With a quadratic run time, the run time grows exponentially as the number of elements grows, which is pretty bad. The opposite of exponential is logarithmic, where the run time grows relatively slowly: in order to double the run time, you need to grow the number of elements exponentially. This is annotated O(log n). An example is searching for a person in a phone book: you could pick a page in the middle, see if the person is alphabetically before or after the page you picked, and pick a page in the middle of either the section before or after your page - with each lookup, you halve the number of pages you need to look at.

2.2.2.5. O(n log n)

The final common run time class is O(n log n) - logarithmic run time multiplied with a linear run time. This means the run time is generally dominated by the linear part as the logarithmic run time grows relatively slowly. O(n log n) is also been proven to be the fastest possible run time class for a generic sorting algorithm.

Fast sorting algorithms

I won’t go through the implementation of a fast sorting algorithm here. Interested readers can look them up online. Suffice to say, there are two popular fast sorting algorithms: quicksort and mergesort.

Quicksort works by picking one element at random, moving smaller elements than the selected one to its left and larger ones to its right and recursively sorting the elements on the left and on the right: for all the elements on the left, you pick one element at random, then move smaller elements than the selected one to its left and larger ones to its right and recursively sort the elements on the left and on the right. At some point you only have one or zero elements to consider and have thus sorted that part of the array. While quicksort has O(n2) run time in the worst case, it’s O(n log n) in the typical case.

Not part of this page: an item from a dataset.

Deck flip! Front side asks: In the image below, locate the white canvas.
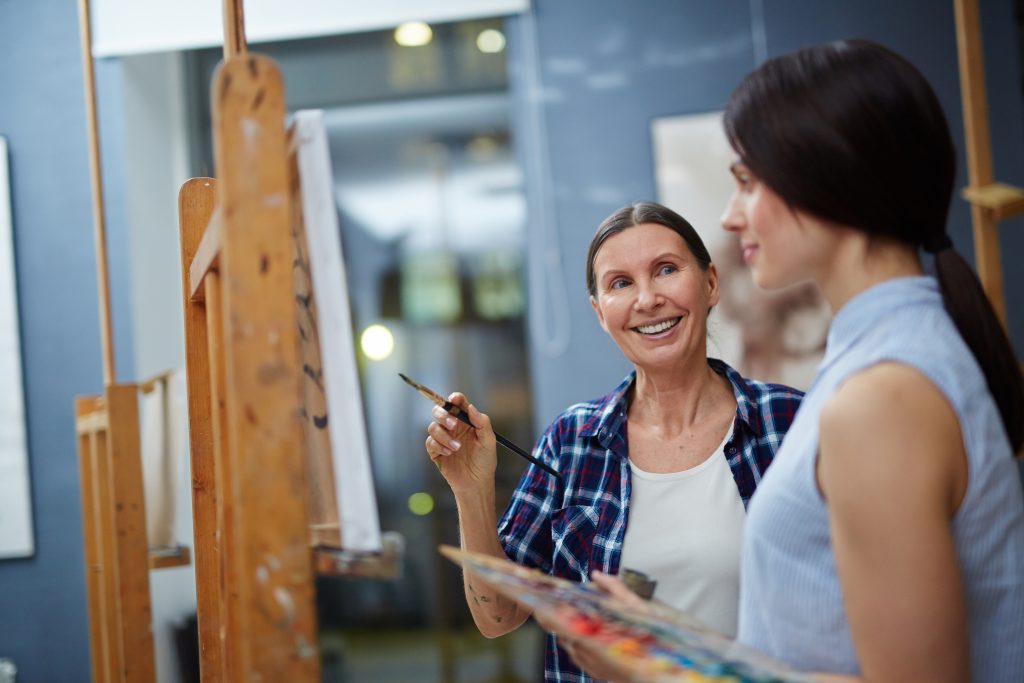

Merge sort divides the original array into sub-arrays of one element each (hence trivially sorted), and then works backwards by merging each sub-array, sorting the resulting array in the process. Merge sort has O(n log n) run time.

Typically it’s rare for a programmer to have to implement a sort algorithm, especially a fast one. All main programming languages (even C) provide sorting as part of the standard library. For example, Python:

>>> my_array = [3, 7, 5, 1, 8]
>>> my_array.sort()
>>> my_array
[1, 3, 5, 7, 8]

(Python uses “Timsort” as its sorting algorithm, which is merge sort when n is large and insertion sort when n is small.) In C, one would do:

#include <stdio.h>
#include <stdlib.h>

int comparison(const void *a, const void *b)
{
    return *(int *)a - *(int *)b;
}

int main(void)
{
    int my_array[5] = { 3, 7, 5, 1, 8 };
    qsort(my_array, 5, sizeof(int), comparison);
    for(int i = 0; i < 5; i++) {
        printf("%d\n", my_array[i]);
    }
}

For qsort() in C, one has to define a callback function - a function that qsort() calls to get information on what the ordering between the elements should be, as well as the size of each element in the array. We’ll touch more on these constructs later.

Exercise: There are lots of nice visualisations on how sorting algorithms work, for example on Wikipedia. Check out one or two.